Cuento extraído del libro La merienda de las niñas, Cuadernos del Vigía, Granada, 2008
Vocación
Hay que reconocer que el que mejor folla es el fascista. El fascista te coge y te pone contra la pared sujetándote fuerte el culo, que me duran una semana las marcas de los pulgares. Le salen unos gemidos sordos, apretando los dientes, y mira directo a los ojos. Susurra “grita, grita”, y una grita sin importarle los del cuarto de al lado.

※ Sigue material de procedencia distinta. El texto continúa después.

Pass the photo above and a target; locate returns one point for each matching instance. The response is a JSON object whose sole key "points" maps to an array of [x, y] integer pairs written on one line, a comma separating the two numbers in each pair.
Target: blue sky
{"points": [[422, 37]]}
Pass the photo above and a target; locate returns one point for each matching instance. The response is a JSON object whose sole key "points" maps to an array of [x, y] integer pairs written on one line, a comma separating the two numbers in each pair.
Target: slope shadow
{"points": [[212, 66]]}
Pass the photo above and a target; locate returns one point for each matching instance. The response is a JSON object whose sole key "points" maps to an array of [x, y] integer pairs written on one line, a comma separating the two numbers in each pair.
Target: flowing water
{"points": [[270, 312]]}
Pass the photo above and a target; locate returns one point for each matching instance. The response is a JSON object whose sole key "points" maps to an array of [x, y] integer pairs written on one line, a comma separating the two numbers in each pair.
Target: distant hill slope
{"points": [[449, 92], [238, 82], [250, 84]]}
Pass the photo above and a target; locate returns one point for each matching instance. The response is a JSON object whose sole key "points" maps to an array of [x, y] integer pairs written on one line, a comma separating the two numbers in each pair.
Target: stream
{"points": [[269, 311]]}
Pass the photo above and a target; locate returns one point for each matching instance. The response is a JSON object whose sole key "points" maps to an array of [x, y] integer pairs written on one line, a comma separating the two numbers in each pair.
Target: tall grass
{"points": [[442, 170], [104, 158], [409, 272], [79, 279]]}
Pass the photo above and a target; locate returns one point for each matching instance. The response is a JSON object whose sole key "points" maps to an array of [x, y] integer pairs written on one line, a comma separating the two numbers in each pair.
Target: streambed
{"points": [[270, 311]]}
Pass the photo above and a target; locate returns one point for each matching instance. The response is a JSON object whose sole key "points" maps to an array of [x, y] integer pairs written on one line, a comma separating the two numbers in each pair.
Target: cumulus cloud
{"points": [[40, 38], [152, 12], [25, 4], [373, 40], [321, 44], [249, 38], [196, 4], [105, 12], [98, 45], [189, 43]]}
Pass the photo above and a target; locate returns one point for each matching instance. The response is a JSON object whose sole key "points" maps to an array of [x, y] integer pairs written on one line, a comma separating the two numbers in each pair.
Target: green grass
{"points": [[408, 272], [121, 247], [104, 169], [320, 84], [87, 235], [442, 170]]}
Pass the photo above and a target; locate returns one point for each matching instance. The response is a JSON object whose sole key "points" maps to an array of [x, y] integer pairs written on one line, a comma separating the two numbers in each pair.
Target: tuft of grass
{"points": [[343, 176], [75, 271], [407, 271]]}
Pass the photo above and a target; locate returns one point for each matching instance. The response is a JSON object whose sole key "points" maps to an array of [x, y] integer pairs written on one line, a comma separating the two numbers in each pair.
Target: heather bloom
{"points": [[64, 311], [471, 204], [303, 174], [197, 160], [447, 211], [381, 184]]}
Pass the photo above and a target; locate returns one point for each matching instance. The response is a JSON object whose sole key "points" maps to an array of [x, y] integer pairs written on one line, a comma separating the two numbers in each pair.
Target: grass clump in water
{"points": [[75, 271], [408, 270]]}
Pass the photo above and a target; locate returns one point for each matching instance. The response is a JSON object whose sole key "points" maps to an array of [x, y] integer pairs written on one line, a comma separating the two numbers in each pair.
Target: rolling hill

Los otros, bueno, hay de todo. El nacionalista me ata a la cama y al comunista le encanta el sesenta y nueve. Mueve bien la lengua, pero una se acaba cansando de tanta simetría. Yo prefiero dejarme hacer y concentrarme en mí misma. Soy del partido liberal.
El más divertido es el anarquista. En cualquier parte: en los baños, en el guardarropa de la recepción, en el ascensor, en los garajes… Y si estamos haciendo cola y él está detrás de mí, me baja un poco la cremallera y me toca por el lado que pega a la pared. Parece que lo que estamos es teniendo una conversación muy intensa, yo así, con los labios dentro de la boca. Después no se lava las manos.
En cuanto a mis compañeros, saben llevar el ritmo. Saben acelerar y aminorar en el momento exacto. Aminoran hasta desesperarla a una y luego, antes de darte cuenta, otra vez con la espalda retorcida. Y más acentuado el ciclo cuanto más capitalista, mi colega: un día se me queda dormido, otro día me hace sangrar.
Con el socialista y el conservador no tengo mucho contacto. Los veo pusilánimes, no sé, sin iniciativa. Sus discursos no son buenos, no convencen a nadie. En cambio, al fascista casi le aplaudo, el cabrón. Tan bien afeitado, ese mentón ancho, esa cadencia tan medida al hablar. Las mujeres de otros partidos coinciden conmigo: que es el que mejor habla y el que mejor folla.
Yo también estoy bien valorada: que soy delicada pero que no tengo pudor. Me gusta esto. Siempre he querido dedicarme a la política.